AMICI icon indicating copy to clipboard operation
AMICI copied to clipboard

Add sllh computation back to `petab_objective.simulate_petab`

Open dilpath opened this issue 4 years ago • 5 comments

Was removed in #1498 due to erroneous implementation.

  • parameters are now scaled within simulate_petab
  • added FD checks, essentially copied from pypesto.objective.ObjectiveBase.check_grad{_multi_eps} [1]
  • added a test case: a PEtab problem based on the Lotka-Volterra example in yaml2sbml [2], extended to test more of the simulate_petab SLLH computation with
    • multiple experimental conditions
    • preequilibration

[1] https://github.com/ICB-DCM/pyPESTO/blob/32a5daf888dd6c49fa3ca3b8b39e055b6f15ca9f/pypesto/objective/base.py#L397-L620 [2] https://github.com/yaml2sbml-dev/yaml2sbml/tree/773f4c563d90689cd974da8c114b6c7eaf316802/doc/examples/Lotka_Volterra/Lotka_Volterra_python

dilpath avatar Sep 13 '21 23:09 dilpath

Codecov Report

Merging #1548 (bc4c48c) into develop (255be19) will increase coverage by 1.16%. The diff coverage is 95.83%.

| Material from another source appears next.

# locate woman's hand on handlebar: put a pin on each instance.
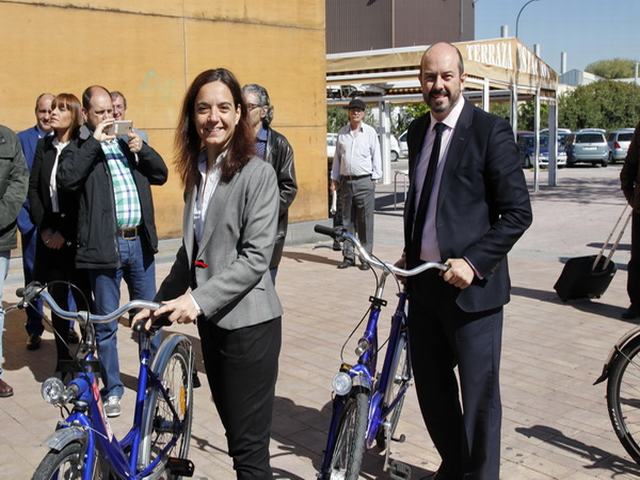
(180, 310)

Additional details and impacted files

Impacted file tree graph

@@             Coverage Diff             @@
##           develop    #1548      +/-   ##
===========================================
+ Coverage    53.73%   54.90%   +1.16%     
===========================================
  Files           29       30       +1     
  Lines         4548     4617      +69     
===========================================
+ Hits          2444     2535      +91     
+ Misses        2104     2082      -22     
Flag Coverage Δ
petab 54.90% <95.83%> (+1.16%) :arrow_up:

Flags with carried forward coverage won't be shown. Click here to find out more.

Impacted Files Coverage Δ
python/sdist/amici/petab_objective.py 93.77% <93.47%> (+0.34%) :arrow_up:
python/tests/test_petab_objective.py 100.00% <100.00%> (ø)

... and 3 files with indirect coverage changes

codecov[bot] avatar Sep 13 '21 23:09 codecov[bot]

LGTM, but please wait for others' feedback.

Why was the extra test model required? Would keep things simpler if we could use benchmark collection model that's already used elsewhere.

The extra test model is because a suitable benchmark problem may not exist. I tested a few with pyPESTO and some errors were always high. I could look for more (I may have also been using an optimized vector).

The extra test model might still be a good idea, since many/all PEtab features could be added to it that do not all exist in a single benchmark problem simultaneously.

dilpath avatar Nov 05 '21 17:11 dilpath

Not sure whether the implementation here is correct. Might also explain why errors are high for petab test models. I agree with Daniel that we should ideally get this working on all of the examples from the benchmark collection as well.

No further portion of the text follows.